Elizabeth Buchan — The Good Wife

Глава 1

Общепризнанной истиной является тот факт, что счастье одного человека часто покупается за счет другого.

Мой муж Уилл был политиком до мозга костей, и это тоже общепризнанный факт. Он утверждал, что жертва ради общего блага сама по себе является достаточной наградой, чтобы сделать человека счастливым. А так как Уилл пожертвовал значительной частью своей семейной жизни, чтобы удовлетворить свои амбиции в качестве помощника министра, затем члена Казначейского комитета, министра и, наконец, наиболее вероятного кандидата на должность Канцлера Казначейства, следовательно, он должен был быть счастлив в высшей степени.

Думаю, он и был. Но была ли счастлива я?

Возможно, этот не тот вопрос, который должна задавать хорошая жена.

Если вы спросите некоторых людей, что в их понимании означает быть хорошим, они ответят: говорить правду. Но если вы ответите охотнику, в какую сторону пошла лиса, значит ли это, что вы хороший человек?

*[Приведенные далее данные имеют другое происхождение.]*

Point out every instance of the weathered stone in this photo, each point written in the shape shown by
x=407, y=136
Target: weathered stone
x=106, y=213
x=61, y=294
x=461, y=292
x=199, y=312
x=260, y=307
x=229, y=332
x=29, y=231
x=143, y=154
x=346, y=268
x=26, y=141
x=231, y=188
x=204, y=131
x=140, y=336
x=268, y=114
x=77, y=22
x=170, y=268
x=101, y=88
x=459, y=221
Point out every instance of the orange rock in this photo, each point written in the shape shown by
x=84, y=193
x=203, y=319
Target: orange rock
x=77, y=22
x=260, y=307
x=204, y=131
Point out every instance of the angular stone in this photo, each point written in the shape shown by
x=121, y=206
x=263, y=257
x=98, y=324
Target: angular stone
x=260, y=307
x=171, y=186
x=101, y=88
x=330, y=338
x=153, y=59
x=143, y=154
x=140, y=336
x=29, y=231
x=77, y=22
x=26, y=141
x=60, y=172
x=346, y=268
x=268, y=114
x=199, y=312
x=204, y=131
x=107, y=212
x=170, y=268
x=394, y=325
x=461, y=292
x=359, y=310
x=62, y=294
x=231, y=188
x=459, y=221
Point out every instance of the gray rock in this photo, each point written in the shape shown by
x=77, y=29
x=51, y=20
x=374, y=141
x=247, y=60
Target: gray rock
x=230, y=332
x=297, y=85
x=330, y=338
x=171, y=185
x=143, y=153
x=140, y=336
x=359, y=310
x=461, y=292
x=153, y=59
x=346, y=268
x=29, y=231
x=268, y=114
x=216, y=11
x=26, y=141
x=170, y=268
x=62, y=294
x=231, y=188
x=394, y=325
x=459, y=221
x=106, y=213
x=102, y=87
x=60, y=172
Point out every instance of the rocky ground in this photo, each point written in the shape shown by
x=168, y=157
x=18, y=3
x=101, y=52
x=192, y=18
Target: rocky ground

В день девятнадцатой годовщины нашей свадьбы мы с Уиллом пообещали друг другу быть нормальными. До этого Уилл пригласил меня в театр, заказал шампанское, нежно поцеловал и провозгласил тост:

— За супружескую жизнь.

Давали «Кукольный дом» Ибсена, и публика была полностью захвачена представлением. Хотя я видела, что Уилл почти болен от усталости, он сидел в кресле неподвижно и прямо, не позволяя себе расслабиться, даже когда погас свет. Безупречная осанка была частью добровольной епитимьи, наложенной им на себя много лет назад, и он никогда не давал себе поблажки на публике. Хотя с годами я с тоже приобрела немалую выучку, но позволяла себе больше свободы. Так приятно бывало иногда откинуться на спинку стула, положить ногу на ногу и смеяться, когда щекочут мое чувство смешного — а смешного в нашей жизни было предостаточно. Политики, послы, журналисты, утренний кофе, куриное меню на ужин, правительственные кризисы… замечательный, красочный калейдоскоп успехов и провалов, амбиций и наивности.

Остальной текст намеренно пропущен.